Resilience as a Blessing, not a Choice: How Black Men and Women Cope with Residential Segregation in Adolescence on Cardiometabolic Risk in Adulthood

Authors:  Ariayana Harrell,

Presenting Author: Ariayana Harrell*

Structural racism shapes unequal access to power, opportunities, and resources, using race/ethnicity (a social construct upheld by racial stratification) to produce large Black-White health disparities through one manifestation, residential segregation (measured using proportion same race neighborhoods), reflecting segregated patterns of concentrated disadvantage by racialized social status and rooted in the historical legacy of enslavement. Evidence suggests neighborhood-level racial inequality limits social cohesion among Black adults. Still, we lack evidence of how within-race sex differences drive health disparities and resilience, and if the timing of this exposure varies health impacts.
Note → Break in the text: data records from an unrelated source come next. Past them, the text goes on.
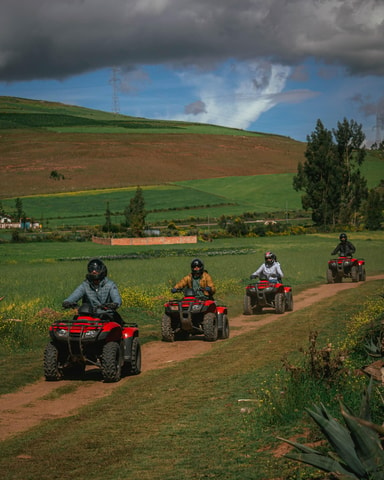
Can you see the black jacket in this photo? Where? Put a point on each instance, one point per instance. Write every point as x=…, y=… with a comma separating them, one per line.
x=344, y=249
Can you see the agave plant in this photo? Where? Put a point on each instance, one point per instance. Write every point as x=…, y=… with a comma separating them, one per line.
x=357, y=449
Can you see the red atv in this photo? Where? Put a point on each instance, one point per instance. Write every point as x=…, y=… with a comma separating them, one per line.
x=264, y=293
x=92, y=337
x=193, y=316
x=346, y=267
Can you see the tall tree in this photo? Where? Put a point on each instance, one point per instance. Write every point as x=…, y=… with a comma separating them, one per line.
x=19, y=212
x=317, y=177
x=350, y=156
x=330, y=176
x=136, y=213
x=108, y=221
x=374, y=210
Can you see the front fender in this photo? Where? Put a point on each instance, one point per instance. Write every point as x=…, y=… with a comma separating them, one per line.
x=111, y=332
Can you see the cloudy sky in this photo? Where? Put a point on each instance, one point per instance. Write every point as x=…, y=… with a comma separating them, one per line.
x=263, y=65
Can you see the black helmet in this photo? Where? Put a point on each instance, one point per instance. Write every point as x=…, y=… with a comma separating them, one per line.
x=197, y=267
x=269, y=258
x=96, y=270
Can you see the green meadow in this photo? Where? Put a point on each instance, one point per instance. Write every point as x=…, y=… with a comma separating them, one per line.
x=203, y=199
x=186, y=420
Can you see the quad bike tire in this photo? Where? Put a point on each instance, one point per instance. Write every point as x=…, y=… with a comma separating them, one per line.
x=167, y=333
x=247, y=307
x=51, y=363
x=111, y=362
x=210, y=327
x=224, y=330
x=289, y=302
x=330, y=277
x=280, y=303
x=363, y=275
x=355, y=274
x=182, y=335
x=135, y=363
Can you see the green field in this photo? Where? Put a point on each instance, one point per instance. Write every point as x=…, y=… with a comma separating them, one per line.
x=185, y=420
x=205, y=198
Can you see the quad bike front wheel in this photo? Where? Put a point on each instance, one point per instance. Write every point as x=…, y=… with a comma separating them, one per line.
x=51, y=363
x=135, y=366
x=224, y=326
x=280, y=303
x=355, y=274
x=111, y=362
x=247, y=308
x=210, y=327
x=363, y=275
x=289, y=302
x=167, y=333
x=330, y=277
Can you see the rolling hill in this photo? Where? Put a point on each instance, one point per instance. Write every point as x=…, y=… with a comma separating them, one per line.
x=90, y=149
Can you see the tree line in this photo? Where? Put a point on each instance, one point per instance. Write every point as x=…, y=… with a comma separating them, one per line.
x=335, y=190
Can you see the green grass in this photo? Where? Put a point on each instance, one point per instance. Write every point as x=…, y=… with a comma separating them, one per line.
x=38, y=276
x=185, y=420
x=18, y=113
x=203, y=199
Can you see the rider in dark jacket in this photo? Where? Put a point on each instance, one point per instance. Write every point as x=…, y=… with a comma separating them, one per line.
x=344, y=248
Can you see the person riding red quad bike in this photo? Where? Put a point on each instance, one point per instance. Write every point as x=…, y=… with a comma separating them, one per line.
x=92, y=337
x=192, y=315
x=264, y=293
x=346, y=267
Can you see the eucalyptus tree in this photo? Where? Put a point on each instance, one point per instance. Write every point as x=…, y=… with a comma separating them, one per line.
x=330, y=176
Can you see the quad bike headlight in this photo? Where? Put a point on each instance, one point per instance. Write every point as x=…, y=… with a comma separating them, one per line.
x=90, y=334
x=62, y=333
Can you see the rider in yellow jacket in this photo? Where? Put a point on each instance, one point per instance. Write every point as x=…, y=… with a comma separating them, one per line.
x=199, y=280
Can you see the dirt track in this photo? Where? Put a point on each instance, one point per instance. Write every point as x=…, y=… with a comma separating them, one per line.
x=29, y=406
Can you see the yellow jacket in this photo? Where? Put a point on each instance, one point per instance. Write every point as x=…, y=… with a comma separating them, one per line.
x=205, y=281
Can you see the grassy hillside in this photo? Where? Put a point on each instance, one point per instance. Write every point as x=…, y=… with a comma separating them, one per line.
x=94, y=149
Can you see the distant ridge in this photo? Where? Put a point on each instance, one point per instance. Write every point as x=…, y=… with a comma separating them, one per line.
x=95, y=149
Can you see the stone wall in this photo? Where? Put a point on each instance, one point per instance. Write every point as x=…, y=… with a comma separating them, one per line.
x=145, y=240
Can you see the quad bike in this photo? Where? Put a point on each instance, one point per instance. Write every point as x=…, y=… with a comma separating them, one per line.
x=346, y=267
x=191, y=315
x=264, y=293
x=92, y=337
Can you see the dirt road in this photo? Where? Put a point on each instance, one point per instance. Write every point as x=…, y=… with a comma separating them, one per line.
x=27, y=407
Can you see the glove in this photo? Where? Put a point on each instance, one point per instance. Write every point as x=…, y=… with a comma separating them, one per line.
x=110, y=306
x=67, y=305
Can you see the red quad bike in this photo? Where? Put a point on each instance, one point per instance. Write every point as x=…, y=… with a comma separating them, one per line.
x=346, y=267
x=92, y=337
x=193, y=316
x=264, y=293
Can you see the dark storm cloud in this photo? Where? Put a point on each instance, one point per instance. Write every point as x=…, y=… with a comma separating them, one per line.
x=58, y=38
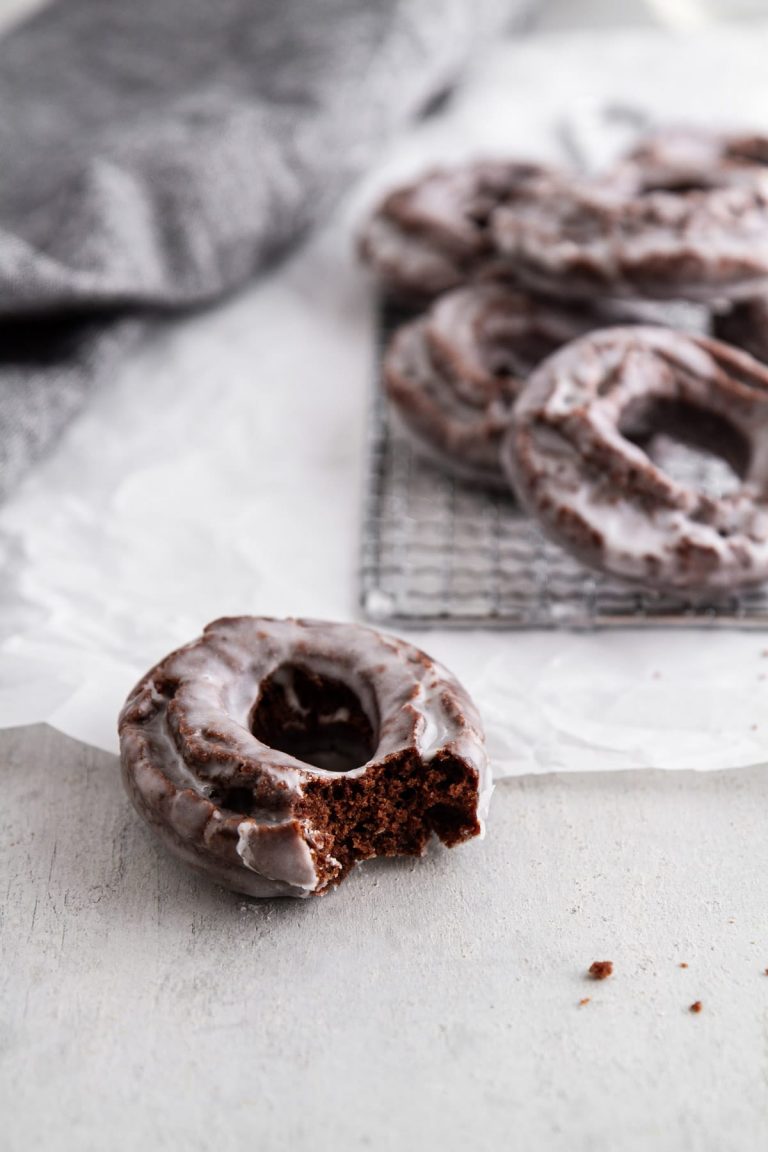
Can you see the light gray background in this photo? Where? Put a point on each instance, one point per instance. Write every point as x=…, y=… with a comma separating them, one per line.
x=430, y=1005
This study tests whether social cohesion mediates the association between neighborhood disadvantage and Black people’s cardiometabolic risk (CMR), an indicator of stress-related physiological dysfunction. Neighborhood disadvantage among Black adults, a consequence of residential segregation proliferating stress, and social cohesion, a psychosocial mechanism buffering stress, can be used to link residential segregation to health outcomes by offloading stress with neighbors. Using data from Waves I and V of Add Health (N = 1,087), I employ sex-stratified structural equation modeling to assess the relationship between residential segregation and CMR among Black adults through social cohesion and concentrated disadvantage. Results show little evidence that residential segregation during adolescence is associated with elevated CMR in adulthood. Results reveal strong evidence for concentrated disadvantage as a key mechanism but weak evidence for within-race sex differences. These findings provide new insights into the phenomena linking racialized neighborhood deprivation to health across the life course to understand how Black adults become resilient in the face of structural oppression.